First of all, when you come to a little nightmare on the countertop you have to resort to tools with greater cleaning power. Use your cleaning cloth most of the time since it normally will clean the countertop as it wipes up the Red Juice. When you encounter pockets of resistance like dried-on food, just move up to the tool of next magnitude – your white pad.
The white pad should be in your apron in a pocket lined with a plastic bag. Spray with Red Juice and agitate with the white pad until a mess of Red Juice and reconstituted five-day-old vegetable soup appears.To do this you have to learn how to tell how the counter feels when you’ve cleaned through the goop to the surface without rinsing or wiping to take a look. If you have difficulty judging when you have scrubbed down to the actual bare surface (without wiping), try spraying a little Red Juice on a clean counter area next to the dirty area you are cleaning. By first rubbing your white pad on the clean area and then the dirty area, you quickly learn to tell the difference by touch alone.

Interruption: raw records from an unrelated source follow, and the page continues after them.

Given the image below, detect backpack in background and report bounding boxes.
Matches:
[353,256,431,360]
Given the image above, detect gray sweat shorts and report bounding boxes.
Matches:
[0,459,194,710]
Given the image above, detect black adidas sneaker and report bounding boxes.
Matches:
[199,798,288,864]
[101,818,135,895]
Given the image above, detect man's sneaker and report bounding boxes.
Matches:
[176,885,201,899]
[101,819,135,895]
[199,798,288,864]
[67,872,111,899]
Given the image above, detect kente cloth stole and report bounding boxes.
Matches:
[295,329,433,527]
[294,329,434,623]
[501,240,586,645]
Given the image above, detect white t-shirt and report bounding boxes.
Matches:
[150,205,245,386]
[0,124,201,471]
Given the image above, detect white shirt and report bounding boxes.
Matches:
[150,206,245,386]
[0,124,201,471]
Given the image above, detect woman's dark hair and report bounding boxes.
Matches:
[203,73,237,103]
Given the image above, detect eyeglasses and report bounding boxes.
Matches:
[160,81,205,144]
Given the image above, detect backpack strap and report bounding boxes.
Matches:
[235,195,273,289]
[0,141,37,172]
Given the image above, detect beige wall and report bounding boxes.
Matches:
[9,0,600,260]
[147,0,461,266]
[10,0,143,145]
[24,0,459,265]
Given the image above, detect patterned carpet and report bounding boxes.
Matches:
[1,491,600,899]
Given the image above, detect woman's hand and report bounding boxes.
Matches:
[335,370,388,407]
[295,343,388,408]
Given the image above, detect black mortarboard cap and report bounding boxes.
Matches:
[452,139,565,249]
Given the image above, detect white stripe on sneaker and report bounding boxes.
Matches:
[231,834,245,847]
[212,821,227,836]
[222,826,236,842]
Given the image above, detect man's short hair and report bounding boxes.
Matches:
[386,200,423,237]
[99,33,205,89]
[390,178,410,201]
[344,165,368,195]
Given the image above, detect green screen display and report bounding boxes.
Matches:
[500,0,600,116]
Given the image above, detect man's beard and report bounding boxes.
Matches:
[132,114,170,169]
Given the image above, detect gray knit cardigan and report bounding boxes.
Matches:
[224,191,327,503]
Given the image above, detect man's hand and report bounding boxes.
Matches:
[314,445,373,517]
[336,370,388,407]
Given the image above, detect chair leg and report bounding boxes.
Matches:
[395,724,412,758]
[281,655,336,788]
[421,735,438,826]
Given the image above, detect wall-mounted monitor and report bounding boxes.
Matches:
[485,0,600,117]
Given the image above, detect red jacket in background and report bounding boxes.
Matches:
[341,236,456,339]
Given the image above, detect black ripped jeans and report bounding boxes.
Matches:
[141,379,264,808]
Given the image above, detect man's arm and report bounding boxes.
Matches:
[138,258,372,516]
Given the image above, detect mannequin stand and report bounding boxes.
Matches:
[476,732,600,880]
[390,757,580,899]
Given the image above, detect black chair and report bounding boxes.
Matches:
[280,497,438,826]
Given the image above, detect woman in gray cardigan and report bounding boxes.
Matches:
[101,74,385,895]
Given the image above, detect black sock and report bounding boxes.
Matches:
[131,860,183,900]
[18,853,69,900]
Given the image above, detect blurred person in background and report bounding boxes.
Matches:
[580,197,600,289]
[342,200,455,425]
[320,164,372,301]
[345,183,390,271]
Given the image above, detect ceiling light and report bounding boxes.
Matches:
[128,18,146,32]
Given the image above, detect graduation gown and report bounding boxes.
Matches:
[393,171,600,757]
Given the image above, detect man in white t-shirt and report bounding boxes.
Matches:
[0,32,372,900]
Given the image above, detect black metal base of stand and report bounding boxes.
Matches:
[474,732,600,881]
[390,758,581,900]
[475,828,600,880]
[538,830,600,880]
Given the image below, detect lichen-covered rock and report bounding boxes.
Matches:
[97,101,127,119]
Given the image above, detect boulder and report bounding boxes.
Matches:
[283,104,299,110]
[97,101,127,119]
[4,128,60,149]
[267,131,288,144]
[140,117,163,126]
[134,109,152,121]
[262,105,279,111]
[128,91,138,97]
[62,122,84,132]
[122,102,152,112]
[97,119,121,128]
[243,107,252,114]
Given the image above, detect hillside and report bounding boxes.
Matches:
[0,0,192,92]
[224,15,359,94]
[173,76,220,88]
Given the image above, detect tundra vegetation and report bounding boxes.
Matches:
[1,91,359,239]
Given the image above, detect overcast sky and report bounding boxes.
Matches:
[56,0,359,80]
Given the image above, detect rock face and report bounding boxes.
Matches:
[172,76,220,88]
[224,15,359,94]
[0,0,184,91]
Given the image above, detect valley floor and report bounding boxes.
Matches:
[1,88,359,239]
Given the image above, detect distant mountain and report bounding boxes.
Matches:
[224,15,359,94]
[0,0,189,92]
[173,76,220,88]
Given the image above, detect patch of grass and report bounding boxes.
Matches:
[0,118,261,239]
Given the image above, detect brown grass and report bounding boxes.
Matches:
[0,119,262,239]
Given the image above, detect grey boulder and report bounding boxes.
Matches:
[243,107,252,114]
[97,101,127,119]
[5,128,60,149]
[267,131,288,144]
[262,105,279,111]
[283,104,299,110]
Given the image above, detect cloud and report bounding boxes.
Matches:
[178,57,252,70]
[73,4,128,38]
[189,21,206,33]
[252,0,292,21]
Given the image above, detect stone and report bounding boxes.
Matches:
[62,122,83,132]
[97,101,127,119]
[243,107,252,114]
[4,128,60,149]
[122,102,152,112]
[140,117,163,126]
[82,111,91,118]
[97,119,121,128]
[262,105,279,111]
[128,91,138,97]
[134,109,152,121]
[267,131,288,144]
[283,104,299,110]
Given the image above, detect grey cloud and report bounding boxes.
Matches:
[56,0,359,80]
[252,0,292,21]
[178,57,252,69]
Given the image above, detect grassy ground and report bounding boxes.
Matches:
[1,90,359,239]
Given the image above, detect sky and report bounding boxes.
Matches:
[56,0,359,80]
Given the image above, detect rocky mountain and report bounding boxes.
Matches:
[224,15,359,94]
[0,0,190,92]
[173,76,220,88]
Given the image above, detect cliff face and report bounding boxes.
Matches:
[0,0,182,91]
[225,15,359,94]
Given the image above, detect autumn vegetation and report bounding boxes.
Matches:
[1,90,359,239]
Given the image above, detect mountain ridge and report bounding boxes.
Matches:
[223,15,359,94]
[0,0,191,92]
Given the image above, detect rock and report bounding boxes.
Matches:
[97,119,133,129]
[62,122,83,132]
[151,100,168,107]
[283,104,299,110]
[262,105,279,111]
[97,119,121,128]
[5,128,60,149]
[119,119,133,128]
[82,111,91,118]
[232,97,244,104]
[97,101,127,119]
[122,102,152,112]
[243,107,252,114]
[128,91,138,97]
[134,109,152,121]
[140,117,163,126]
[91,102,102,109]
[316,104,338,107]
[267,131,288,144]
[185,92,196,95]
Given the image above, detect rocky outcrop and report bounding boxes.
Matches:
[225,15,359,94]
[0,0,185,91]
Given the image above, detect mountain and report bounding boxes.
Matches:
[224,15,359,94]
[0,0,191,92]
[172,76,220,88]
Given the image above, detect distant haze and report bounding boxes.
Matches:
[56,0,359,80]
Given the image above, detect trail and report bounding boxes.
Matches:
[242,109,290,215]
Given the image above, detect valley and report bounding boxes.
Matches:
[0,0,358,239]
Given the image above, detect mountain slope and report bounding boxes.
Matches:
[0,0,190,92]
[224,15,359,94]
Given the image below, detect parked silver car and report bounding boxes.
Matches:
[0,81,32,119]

Another example of switching to a higher-horsepower tool is when you encounter food dried so hard that even a white pad takes forever to work.Let’s say drips of pancake batter have dried to malicious little bits of stone stuck to the counter. When you tried your white pad, you found that you were rubbing one micron or so off the top of the dried pancake batter every swipe. When you first encounter the problem, better to put your cloth away, grab your scraper, and scrape the batter loose in a second or two. Replace the scraper and continue along your way. Be careful not to scratch the surface: Spray the surface first and keep the blade at a low angle. Remember, increase the force or strength of the tool only as necessary.